Fu anche il papa dei guai finanziari della Santa Sede: in viaggio nelle Filippine fu salvato da una coltellata dalla prontezza di mons. Gorilla, come fu poi battezzato il prelato di Chicago Paul Marcinkus che gli stava accanto. Tale e tanta fu la fiducia (e forse la riconoscenza) che il Papa lo fece arcivescovo e gli affidò il risanamento delle finanze vaticane, un pasticcio iniziato negli anni ’50. Lo Stato Vaticano possedeva partecipazioni azionarie in alcune imprese italiane non più in buone condizioni e cercava pertanto di uscirne tentando di recuperare più denaro possibile: per quel compito venne scelto il più grande finanziere italiano di allora, Michele Sindona, e appunto il fidato guardaspalle del Papa, Marcinkus.
Ma le cose non andarono come previsto: la cessione delle partecipazioni si complicò, causando perdite non previste e costringendo i due a rivolgersi a David Kennedy, il grande banchiere di Chicago socio di Sindona e amico personale di Marcinkus, che divenne poi nientemeno che ministro del Tesoro di Nixon.

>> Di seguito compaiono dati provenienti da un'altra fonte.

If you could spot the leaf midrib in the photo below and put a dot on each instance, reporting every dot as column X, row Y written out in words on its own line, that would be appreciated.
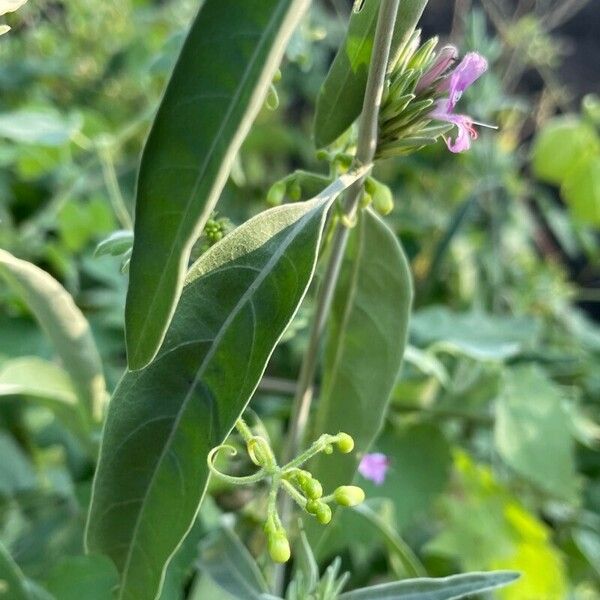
column 217, row 339
column 209, row 154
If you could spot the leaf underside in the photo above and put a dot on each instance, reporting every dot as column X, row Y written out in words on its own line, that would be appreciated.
column 216, row 89
column 164, row 419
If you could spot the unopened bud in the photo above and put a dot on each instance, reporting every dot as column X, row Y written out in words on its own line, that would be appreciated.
column 345, row 443
column 313, row 489
column 279, row 547
column 349, row 495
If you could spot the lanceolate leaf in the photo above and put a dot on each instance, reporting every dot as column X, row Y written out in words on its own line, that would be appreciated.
column 217, row 87
column 64, row 324
column 163, row 420
column 444, row 588
column 341, row 96
column 365, row 345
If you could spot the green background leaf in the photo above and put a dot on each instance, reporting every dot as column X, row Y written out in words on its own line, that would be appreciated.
column 216, row 89
column 365, row 344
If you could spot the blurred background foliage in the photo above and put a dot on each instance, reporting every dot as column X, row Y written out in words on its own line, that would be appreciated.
column 493, row 432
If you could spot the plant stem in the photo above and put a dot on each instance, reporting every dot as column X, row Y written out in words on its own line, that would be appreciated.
column 365, row 152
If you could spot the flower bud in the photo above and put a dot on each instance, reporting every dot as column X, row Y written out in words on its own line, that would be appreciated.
column 295, row 191
column 312, row 488
column 276, row 193
column 348, row 495
column 383, row 201
column 279, row 547
column 345, row 442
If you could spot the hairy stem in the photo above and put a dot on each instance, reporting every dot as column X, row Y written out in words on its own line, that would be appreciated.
column 365, row 152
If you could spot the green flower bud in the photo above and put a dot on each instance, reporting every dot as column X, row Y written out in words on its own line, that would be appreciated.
column 312, row 488
column 312, row 506
column 349, row 495
column 295, row 191
column 276, row 193
column 323, row 513
column 279, row 547
column 345, row 442
column 383, row 201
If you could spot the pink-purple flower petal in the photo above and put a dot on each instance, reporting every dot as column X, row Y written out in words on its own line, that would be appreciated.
column 374, row 467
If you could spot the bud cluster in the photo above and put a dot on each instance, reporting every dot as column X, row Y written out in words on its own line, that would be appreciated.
column 410, row 94
column 299, row 483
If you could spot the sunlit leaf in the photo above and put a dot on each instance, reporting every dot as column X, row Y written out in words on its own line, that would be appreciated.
column 163, row 420
column 365, row 345
column 64, row 324
column 444, row 588
column 533, row 433
column 216, row 89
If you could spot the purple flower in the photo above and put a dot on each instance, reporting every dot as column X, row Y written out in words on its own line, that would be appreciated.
column 470, row 68
column 445, row 58
column 374, row 467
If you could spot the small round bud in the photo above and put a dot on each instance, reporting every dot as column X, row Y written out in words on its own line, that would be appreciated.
column 295, row 191
column 276, row 193
column 323, row 513
column 345, row 443
column 279, row 547
column 383, row 201
column 312, row 506
column 312, row 488
column 348, row 495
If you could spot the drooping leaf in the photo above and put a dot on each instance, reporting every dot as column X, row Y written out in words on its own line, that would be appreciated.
column 13, row 584
column 225, row 558
column 483, row 526
column 216, row 89
column 64, row 324
column 365, row 344
column 444, row 588
column 559, row 145
column 163, row 420
column 474, row 334
column 16, row 470
column 581, row 189
column 341, row 97
column 94, row 574
column 532, row 431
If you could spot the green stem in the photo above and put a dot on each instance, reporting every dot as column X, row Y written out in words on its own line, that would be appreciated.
column 365, row 152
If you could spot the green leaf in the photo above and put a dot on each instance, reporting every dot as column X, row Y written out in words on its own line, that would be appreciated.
column 94, row 574
column 64, row 324
column 532, row 431
column 216, row 89
column 474, row 334
column 16, row 471
column 581, row 190
column 444, row 588
column 13, row 585
column 365, row 344
column 162, row 421
column 411, row 488
column 35, row 127
column 410, row 564
column 559, row 145
column 341, row 97
column 231, row 566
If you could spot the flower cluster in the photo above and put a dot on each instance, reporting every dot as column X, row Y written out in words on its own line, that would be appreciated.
column 303, row 488
column 422, row 91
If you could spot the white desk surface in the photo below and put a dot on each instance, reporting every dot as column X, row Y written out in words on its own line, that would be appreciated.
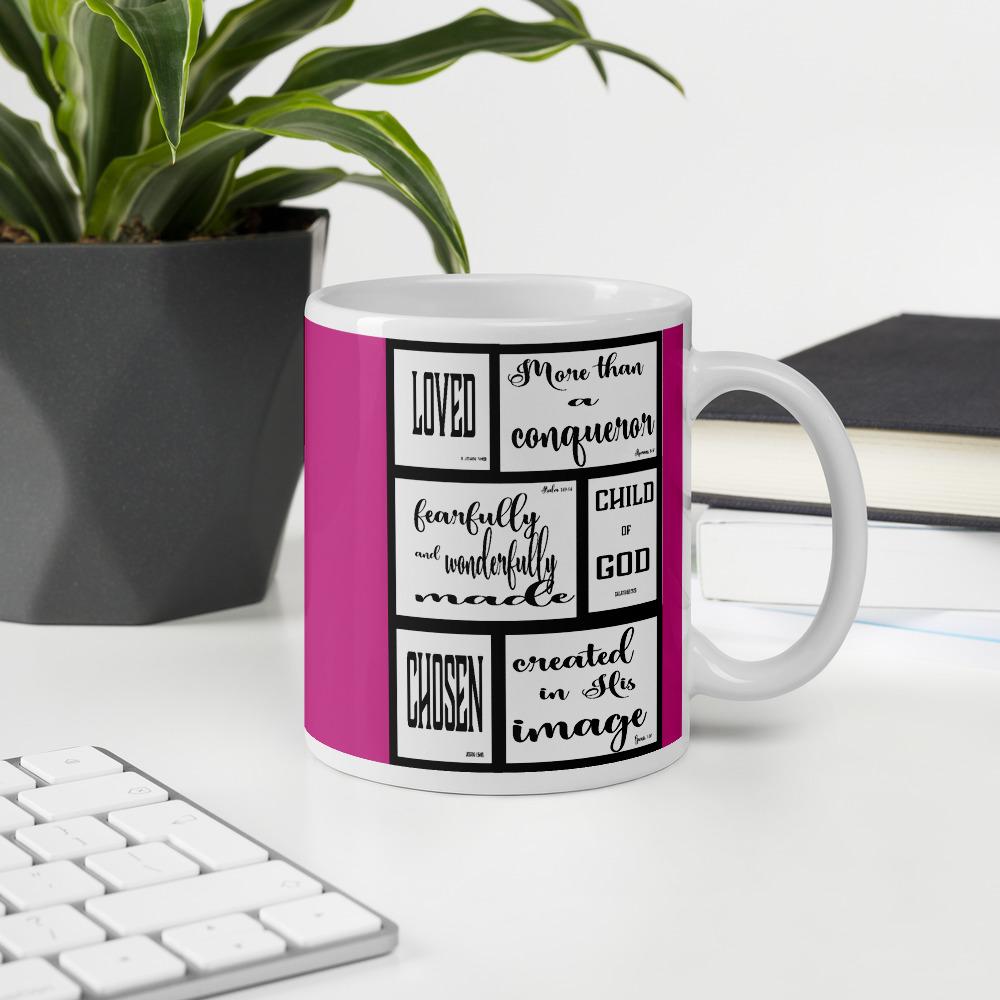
column 841, row 841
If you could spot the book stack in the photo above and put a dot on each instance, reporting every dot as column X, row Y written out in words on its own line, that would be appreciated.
column 920, row 397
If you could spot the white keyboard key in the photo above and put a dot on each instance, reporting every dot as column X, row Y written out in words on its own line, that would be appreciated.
column 48, row 885
column 221, row 944
column 142, row 911
column 137, row 867
column 131, row 963
column 40, row 933
column 13, row 817
column 35, row 979
column 12, row 857
column 74, row 764
column 212, row 844
column 91, row 796
column 326, row 919
column 149, row 823
column 12, row 780
column 66, row 841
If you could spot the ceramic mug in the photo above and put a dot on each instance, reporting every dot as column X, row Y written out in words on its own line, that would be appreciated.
column 497, row 530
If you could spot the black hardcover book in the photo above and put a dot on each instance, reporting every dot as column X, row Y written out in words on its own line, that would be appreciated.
column 920, row 396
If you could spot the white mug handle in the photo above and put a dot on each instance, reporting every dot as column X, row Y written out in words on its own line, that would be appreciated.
column 714, row 672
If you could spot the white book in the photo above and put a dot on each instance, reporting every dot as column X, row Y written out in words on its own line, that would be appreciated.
column 771, row 558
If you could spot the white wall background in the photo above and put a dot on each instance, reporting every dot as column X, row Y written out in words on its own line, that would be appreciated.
column 833, row 163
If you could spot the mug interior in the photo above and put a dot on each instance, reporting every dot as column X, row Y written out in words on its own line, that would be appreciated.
column 439, row 306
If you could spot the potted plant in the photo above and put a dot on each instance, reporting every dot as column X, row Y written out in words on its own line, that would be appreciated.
column 151, row 291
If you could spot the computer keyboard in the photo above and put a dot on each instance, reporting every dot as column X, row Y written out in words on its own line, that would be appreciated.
column 111, row 884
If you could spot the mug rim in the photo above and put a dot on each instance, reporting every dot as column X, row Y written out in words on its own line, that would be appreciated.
column 529, row 307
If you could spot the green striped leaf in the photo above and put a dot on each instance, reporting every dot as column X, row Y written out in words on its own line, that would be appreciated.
column 164, row 35
column 273, row 185
column 104, row 96
column 334, row 71
column 247, row 35
column 567, row 11
column 34, row 192
column 170, row 201
column 22, row 45
column 97, row 72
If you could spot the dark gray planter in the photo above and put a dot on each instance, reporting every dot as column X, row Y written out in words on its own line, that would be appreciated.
column 150, row 422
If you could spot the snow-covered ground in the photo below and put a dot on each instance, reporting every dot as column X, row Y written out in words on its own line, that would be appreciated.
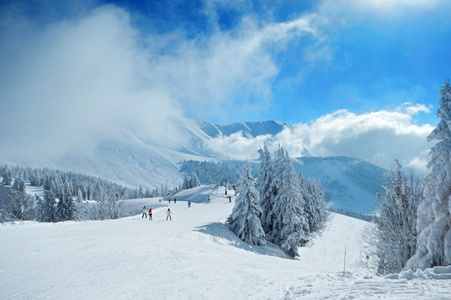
column 194, row 256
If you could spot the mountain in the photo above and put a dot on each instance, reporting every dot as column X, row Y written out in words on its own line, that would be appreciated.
column 130, row 160
column 349, row 183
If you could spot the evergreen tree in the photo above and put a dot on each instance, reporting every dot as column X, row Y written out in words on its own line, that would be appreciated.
column 18, row 199
column 46, row 207
column 434, row 218
column 315, row 206
column 194, row 180
column 245, row 218
column 290, row 226
column 7, row 180
column 265, row 188
column 79, row 196
column 65, row 209
column 395, row 230
column 186, row 183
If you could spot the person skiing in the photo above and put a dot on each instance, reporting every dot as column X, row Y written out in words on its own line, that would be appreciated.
column 168, row 214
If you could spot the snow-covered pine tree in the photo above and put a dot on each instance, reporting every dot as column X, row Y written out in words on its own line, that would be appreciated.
column 79, row 196
column 395, row 232
column 315, row 206
column 18, row 199
column 434, row 217
column 7, row 180
column 186, row 182
column 265, row 188
column 65, row 209
column 290, row 226
column 245, row 218
column 46, row 207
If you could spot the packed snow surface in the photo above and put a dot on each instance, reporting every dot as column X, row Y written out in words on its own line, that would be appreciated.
column 194, row 256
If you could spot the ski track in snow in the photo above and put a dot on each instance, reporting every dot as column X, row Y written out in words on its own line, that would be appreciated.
column 191, row 257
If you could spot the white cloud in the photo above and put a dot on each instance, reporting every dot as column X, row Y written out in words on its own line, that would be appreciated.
column 67, row 83
column 378, row 137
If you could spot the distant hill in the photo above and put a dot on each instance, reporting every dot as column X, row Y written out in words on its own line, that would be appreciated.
column 349, row 183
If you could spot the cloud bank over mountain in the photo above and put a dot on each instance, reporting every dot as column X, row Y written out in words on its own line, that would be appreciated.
column 378, row 137
column 75, row 74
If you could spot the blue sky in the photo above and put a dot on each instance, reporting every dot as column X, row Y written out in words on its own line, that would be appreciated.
column 367, row 55
column 344, row 73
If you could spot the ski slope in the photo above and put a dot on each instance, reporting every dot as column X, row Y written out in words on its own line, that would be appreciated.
column 194, row 256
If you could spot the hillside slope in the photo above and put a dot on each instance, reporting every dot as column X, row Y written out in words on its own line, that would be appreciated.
column 194, row 256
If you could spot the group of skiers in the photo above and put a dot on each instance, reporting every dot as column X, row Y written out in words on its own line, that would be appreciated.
column 149, row 213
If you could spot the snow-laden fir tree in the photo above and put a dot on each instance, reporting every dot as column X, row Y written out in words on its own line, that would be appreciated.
column 265, row 188
column 46, row 207
column 7, row 180
column 18, row 199
column 190, row 182
column 245, row 218
column 79, row 196
column 194, row 180
column 65, row 209
column 395, row 225
column 315, row 206
column 186, row 182
column 290, row 225
column 434, row 217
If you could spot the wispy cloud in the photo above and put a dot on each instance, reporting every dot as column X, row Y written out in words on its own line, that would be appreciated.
column 69, row 82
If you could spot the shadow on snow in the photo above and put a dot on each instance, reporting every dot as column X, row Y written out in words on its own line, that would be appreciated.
column 219, row 230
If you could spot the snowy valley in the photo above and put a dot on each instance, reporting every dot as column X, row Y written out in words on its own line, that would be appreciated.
column 350, row 184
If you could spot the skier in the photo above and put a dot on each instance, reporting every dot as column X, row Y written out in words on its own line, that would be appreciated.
column 168, row 214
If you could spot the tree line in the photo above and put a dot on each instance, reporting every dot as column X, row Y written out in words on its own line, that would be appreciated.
column 61, row 190
column 280, row 206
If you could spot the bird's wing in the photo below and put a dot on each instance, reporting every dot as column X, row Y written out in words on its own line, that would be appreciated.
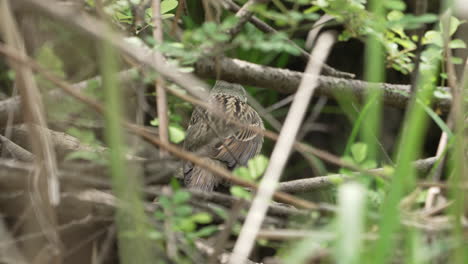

Da qui in poi la vicenda si complica oltre ogni immaginazione, venendo consegnata non alla Storia ma alla mitologia documentaristica: i soldi iniziano a passare di mano in mano, da buco a buco, da un continente all’altro nei tentativi di recuperare l’iniziale denaro del Vaticano che andava semplicemente tolto dalle aziende in perdita. Da lì in poi successe di tutto: Calvi e la Banca Ambrosiana, la mafia, la CIA e i finanziamenti mai restituiti ai regimi filoamericani del Sudamerica, i conti aperti nei paradisi fiscali, giri enormi di denaro che passano per i conti protetti della Città del Vaticano fino ai tragici epiloghi che ben conosciamo e che avverranno dopo la morte di Paolo VI: Calvi e Sindona suicidati o uccisi, Ambrosoli freddato sotto casa e molto altro ancora…
Insomma, questo era il clima in cui Paolo VI veniva chiamato alla Casa del Padre e al suo posto, in un Conclave ancora oggi assai discusso in cui si scontravano all’ultimo voto i conservatori di Siri coi progressisti di Benelli venne eletto il più improbabile degli uomini di governo in quel momento così delicato: il mitissimo patriarca di Venezia Albino Luciani, che scelse una volta eletto il nome dei suoi due predecessori così illustri: Giovanni Paolo.
Pilotó la Nave di Pietro per soli 33 giorni, gli stessi anni di Cristo in Terra, quando venne stroncato da un infarto nella notte del 28 settembre, primo dei tanti infarti sospetti che negli anni a venire colpiranno i protagonisti della vicenda finanziaria sopra citata. Proprio lui, papa Luciani, che aveva un conto in sospeso con Marcinkus e Calvi per la chiusura della Banca Popolare del Veneto, una delle tante prepotenze finanziarie perpetrate in quegli anni per rincorrere guai che generavano altri guai…
Un vecchio cardinale di Curia ebbe a dire in quei giorni al più grande vaticanista di sempre, Benni Lay, che quella morte era stata un severissimo monito a tutti gli elettori del papa, che rientrati in conclave scelsero stavolta un giovane ed energico cardinale polacco, lo sconosciuto Karol Woytila.